This document describes a best-effort approach for preserving and analyzing compromized Linux installations. Because there are many different Linux userlands (aka distributions), some commands may require a different syntax or different commands (most notably when package management is involved) to achive the same goal. To follow the instructions in this document, at least a basic understanding of the procedures presented here is necessary.

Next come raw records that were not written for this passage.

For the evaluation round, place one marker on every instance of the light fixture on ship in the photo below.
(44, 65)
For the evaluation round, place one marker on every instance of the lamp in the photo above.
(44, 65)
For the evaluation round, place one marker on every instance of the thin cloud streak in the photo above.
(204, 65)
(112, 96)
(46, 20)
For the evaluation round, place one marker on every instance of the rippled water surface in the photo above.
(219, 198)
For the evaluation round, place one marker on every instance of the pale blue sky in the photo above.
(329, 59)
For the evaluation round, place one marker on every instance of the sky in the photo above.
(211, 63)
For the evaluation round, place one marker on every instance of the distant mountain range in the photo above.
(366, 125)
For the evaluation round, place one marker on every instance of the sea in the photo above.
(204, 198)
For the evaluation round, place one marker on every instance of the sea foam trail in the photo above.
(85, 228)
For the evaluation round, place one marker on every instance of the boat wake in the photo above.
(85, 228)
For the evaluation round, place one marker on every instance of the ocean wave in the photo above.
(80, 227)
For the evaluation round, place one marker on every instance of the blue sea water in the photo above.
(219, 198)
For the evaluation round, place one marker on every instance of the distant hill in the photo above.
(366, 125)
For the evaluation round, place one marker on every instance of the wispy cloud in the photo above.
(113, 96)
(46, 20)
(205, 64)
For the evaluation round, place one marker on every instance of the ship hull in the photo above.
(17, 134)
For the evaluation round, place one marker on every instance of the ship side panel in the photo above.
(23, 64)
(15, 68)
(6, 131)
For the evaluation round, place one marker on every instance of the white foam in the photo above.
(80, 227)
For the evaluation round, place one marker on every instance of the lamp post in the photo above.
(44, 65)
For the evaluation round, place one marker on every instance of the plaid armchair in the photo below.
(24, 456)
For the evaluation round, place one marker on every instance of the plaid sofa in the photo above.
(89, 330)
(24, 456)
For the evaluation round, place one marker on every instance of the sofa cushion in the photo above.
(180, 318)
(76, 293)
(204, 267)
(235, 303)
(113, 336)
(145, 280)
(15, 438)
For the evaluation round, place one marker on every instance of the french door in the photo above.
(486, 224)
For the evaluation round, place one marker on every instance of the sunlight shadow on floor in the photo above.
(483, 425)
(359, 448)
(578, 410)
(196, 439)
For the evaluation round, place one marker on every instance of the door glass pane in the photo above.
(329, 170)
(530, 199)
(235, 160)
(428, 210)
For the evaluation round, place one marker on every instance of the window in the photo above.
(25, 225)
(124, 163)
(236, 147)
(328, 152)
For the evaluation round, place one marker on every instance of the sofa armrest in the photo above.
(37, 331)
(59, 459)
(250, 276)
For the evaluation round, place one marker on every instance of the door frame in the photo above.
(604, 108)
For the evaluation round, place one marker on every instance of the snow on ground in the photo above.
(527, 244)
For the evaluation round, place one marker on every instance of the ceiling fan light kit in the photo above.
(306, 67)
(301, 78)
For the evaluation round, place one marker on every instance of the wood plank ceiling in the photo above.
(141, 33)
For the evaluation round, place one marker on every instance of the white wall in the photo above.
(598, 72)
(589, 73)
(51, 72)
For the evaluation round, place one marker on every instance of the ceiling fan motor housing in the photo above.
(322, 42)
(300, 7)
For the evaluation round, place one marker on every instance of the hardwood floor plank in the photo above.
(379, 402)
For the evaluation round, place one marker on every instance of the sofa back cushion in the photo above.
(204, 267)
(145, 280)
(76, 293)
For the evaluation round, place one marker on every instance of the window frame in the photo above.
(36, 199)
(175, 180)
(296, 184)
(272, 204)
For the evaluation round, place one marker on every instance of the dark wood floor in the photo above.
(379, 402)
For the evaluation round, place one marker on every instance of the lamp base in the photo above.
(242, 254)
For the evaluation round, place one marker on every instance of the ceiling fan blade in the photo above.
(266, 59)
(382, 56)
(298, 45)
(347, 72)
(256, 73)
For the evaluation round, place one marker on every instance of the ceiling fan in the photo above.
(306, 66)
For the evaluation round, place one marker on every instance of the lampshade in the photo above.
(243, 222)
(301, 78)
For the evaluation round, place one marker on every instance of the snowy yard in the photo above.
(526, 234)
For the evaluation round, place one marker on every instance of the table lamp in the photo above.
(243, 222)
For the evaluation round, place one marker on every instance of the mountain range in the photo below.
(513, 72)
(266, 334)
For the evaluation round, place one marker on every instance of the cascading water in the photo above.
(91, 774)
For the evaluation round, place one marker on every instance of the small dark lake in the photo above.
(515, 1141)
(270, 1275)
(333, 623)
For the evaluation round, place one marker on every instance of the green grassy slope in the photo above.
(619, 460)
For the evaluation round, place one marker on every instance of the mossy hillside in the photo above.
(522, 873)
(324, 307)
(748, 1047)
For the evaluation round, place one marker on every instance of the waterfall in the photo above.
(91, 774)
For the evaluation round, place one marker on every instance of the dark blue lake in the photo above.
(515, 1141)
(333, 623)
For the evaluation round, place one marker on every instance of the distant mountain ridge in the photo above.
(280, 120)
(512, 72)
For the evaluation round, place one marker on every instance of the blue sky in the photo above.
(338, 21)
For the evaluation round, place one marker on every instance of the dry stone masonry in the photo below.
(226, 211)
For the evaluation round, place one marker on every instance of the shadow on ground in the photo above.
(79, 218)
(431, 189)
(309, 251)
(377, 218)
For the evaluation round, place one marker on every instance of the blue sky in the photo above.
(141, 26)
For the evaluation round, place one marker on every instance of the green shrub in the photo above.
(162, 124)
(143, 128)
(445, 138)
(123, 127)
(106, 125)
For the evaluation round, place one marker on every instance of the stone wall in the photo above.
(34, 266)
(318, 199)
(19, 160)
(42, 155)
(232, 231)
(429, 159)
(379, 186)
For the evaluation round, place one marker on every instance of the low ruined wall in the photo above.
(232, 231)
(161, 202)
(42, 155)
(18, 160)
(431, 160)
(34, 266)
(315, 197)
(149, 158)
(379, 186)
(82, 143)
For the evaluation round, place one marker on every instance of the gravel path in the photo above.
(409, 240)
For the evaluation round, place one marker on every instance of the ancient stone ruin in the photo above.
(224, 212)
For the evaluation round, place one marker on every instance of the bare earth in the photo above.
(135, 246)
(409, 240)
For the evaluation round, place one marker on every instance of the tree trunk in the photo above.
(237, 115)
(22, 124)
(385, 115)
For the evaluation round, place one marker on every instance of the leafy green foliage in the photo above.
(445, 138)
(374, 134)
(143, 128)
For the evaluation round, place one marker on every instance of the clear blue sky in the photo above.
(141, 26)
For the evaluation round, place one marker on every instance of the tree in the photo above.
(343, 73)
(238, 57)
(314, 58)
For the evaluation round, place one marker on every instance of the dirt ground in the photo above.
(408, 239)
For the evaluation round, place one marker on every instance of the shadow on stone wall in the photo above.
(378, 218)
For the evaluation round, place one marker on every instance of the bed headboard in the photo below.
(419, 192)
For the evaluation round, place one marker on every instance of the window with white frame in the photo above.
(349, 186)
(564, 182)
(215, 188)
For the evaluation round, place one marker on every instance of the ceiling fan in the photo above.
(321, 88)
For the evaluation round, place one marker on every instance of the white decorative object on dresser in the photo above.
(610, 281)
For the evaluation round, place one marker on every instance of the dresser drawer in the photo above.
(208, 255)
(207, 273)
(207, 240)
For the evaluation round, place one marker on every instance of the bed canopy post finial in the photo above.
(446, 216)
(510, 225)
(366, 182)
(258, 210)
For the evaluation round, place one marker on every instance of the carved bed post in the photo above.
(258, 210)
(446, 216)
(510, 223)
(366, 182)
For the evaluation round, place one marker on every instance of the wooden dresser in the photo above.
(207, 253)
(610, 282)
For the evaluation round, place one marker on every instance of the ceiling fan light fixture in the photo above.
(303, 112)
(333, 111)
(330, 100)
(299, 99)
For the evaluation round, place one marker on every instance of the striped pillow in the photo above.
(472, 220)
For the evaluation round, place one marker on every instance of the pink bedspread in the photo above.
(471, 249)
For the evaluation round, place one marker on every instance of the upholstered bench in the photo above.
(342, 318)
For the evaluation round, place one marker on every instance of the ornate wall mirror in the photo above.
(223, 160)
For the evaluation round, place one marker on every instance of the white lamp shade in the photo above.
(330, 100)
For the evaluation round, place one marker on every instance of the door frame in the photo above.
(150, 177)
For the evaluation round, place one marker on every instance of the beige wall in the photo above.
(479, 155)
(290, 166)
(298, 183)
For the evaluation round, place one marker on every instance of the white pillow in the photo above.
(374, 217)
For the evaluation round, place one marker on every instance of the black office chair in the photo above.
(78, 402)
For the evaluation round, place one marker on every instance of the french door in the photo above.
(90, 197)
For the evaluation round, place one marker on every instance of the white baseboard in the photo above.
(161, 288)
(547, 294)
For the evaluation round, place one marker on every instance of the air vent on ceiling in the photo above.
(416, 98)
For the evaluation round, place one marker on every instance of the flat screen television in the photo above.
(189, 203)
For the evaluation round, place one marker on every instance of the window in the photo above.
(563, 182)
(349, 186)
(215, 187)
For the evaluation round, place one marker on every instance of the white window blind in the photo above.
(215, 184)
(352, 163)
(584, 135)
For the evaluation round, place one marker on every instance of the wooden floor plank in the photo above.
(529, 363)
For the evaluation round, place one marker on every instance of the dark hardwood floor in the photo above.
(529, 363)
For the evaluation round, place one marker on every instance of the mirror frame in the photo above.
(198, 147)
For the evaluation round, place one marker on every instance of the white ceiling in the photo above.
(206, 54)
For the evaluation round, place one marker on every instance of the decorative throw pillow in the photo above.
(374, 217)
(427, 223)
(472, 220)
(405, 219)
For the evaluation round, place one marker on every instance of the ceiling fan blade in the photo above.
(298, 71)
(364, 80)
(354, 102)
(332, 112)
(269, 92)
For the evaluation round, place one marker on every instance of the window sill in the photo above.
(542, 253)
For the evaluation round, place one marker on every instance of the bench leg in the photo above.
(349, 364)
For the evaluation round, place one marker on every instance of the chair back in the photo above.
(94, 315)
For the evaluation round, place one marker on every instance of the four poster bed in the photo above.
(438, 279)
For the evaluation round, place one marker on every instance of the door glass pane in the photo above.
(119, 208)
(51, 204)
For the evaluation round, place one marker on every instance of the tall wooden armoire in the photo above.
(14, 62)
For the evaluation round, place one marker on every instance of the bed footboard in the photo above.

Forensic analysis consists of (at least) these phases:
* Identify the system. * Gather data. * Analyzie the data.
Identify compromized systems
TODO: (logs, monitoring, netflows, suspicious or erratic behaviour, external notification, etc...)
Gather data
The data aquisition process is twofold: first, gather information from the running (live) system. After that, analyze the »cold« system.
If the system runs as a virtual machine, freeze/pause it and create dumps/images from the filesysems/blockdevices and the memory.
Try not to write to the local filesystem. Put all gathered data onto external drives, network shares or into a ramdisk.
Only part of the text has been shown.